I've never waited tables, but I have been a delivery driver for around 10 months, and only get a tip on about 60% of my deliveries, and I mostly deliver to quarter-million plus houses (in South Carolina, mind you), which I just don't understand. Not only do I make food when I'm in the store, I also take orders, answer phones, box orders, etc. I make 7 dollars an hour while in store, and 4 dollars an hour while on delivery. Plus, I'm using my own car, buy my own gas, and the only mileage compensation I get is 67 cents per delivery from the 2 dollar delivery charge. I absolutely feel I deserve a tip for my efforts, but I still get bewildered looks when people see the empty "tip" section on the credit card slips. I understand if you don't agree with the current wage/tip system in America, and I don't like it either, I think tips should be rewards, not the primary source of income. However, if you fail to tip or intentionally give a poor tip, you are only hurting the ones who have no control over it, it doesn't affect management at all.

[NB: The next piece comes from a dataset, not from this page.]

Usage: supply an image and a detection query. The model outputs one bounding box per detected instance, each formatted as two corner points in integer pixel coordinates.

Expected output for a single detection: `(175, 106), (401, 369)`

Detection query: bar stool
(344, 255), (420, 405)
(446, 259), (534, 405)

I waited tables and bartended through college and loved the job. I enjoy people and find their stories genuinly interesting. I don't feel anyone here is berating anyone else for tipping or not tipping. Simply pointing out the reasoning for both. Many states do only pay a $3 dollar wage to servers expecting them to make it up in tips, and claim those tips for tax purposes. If you get good service, it's polite to tip what you feel comfortable with. If you don't get good service, don't tip. My only pet peeve was people blaming me for the food. I didn't cook it, I just made sure the customer received it as soon as it was ready, and with a smile.
Tipping is an archaic form of payment. I am from America and I always hated the idea of paying someone to do their job. Their job is to take my order and bring my order and clean up my order. Now if I have a overally messy child with me (which sometimes my daughters can be that way) and the server is helpful and understanding, NOW they are going above and beyond. I wish restaurants would just pay reasonable wages and benefits and just make all the food a little more expensive.
Not tipping someone is not a sign of disrespect... Demanding someone to tip you is. From that kind of attitude, I should get a tip every time I help someone at the IT servicedesk IÂ´m working at. If you want more respect or money, work for it!